Своей тоской я не смела поделиться с Донкой. В утонченных чертах ее худого лица, в ее темно-синих глазах, в гладко причесанных волосах было что-то строгое и суровое; я боялась, как бы она не посчитала меня капризной или полной растяпой. Ничего не сказала ей и тогда, когда меня перевели в красильный цех фабрики. До этого я развозила вагонеткой намотанные катушки, забирала у ткачих порожние, и от этой постоянной беготни по цементным дорожкам мне казалось, что сама я стала похожа на снующие челноки громыхающих железных станков. И в ткацком, и в прядильном цехе работали в основном женщины. Среди них я чувствовала себя уверенно и когда меня перевели в красильное, испугалась. К тому времени я уже привыкла к большим запыленным окнам, через которые проникали золотые лучи солнца; привыкла к грохоту станков и с тяжестью на сердце покидала эти серые большие цеха.

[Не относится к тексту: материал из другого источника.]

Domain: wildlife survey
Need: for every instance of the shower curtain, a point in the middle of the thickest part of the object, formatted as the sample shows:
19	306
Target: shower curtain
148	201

В красильном я бывала часто. Но никогда не предполагала, что мне придется работать на мокром бетонном полу, среди горячих испарений развешенных для просушки огромных клубков пряжи — тяжелых, дышащих жаром, похожих на утонувших, косматых животных. И здесь, как и везде на фабрике, рабочие ходили в деревянных стукалках на босу ногу, полуголые, с глубоко въевшейся краской в ногти и волосы рук и ног. Рабочие казались мне какими-то угрюмыми и злыми, с бледными и вспотевшими лицами. Я была единственной в цехе женщиной и очень стеснялась ходить с мокрыми волосами, почти без белья под халатом. Но свыклась. День за днем, постепенно. А вечером, дома, сидя в темноте, тайком от Донки безмолвно плакала. Теперь я знаю: она понимала все мое горе. Но тогда бывали мгновенья, даже целые ночи, когда я ее ненавидела и звала маму, звала поле, солнце, весь далекий мир моего детства, чтобы стереть в сознании противную, влажную и задыхающуюся собственную наготу, спрятанную под халатом.

— Работай, — иногда утешала меня Савина, — везде одно и то же! В твоем цехе даже лучше, там нет пыли, а воды сколько хочешь. Кожа побелеет, станет нежной, как у барышни!

— Да, посмотри, какая нежность! — отвечала я сердито и тыкала ей в глаза свои тонкие пальцы с остатками цветного клея под ногтями.

— Ну, это еще ничего! — говорила Донка. — Нашла на что жаловаться!

Я умолкала. Молчала целыми днями, пока меня не отвлекал от тяжелых мыслей жизнерадостный нрав Савины.

— Ежик, ну хватит сердиться, так и морщины появятся! — ласково говорила она, и я не могла не улыбнуться.

Да, я была еще совсем юной, наивным, глупеньким, любопытным ребенком. Мне хотелось смеяться, играть. Поэтому, наверное, и не понимала, как могут жить в мире и согласии веселая, жизнерадостная Савина и моя молчаливая землячка. Характеры у них были абсолютно противоположными. Иногда Савина и Донка ругались целыми днями: Савина — улыбающаяся, веселая, а Донка — угрюмая, с нахмуренными красивыми бровями. Но мирились они быстро — хватало одного слова, одного взгляда. Между ними существовало какое-то скрытое взаимопонимание, и я напрасно пыталась разгадать их тайну. Что-то общее, важное связывало, крепко спаивало их и чем дольше я жила с ними, тем яснее ощущала силу их дружбы. Странная, на первый взгляд, незаметная перемена происходила со мной. Я уже не была самой юной и самой новенькой на фабрике Соколарского. В красильном чувствовала себя хорошо, нежные волосы на руках светились солнцем — они были огненными от оранжевой краски, а клей под ногтями так и остался.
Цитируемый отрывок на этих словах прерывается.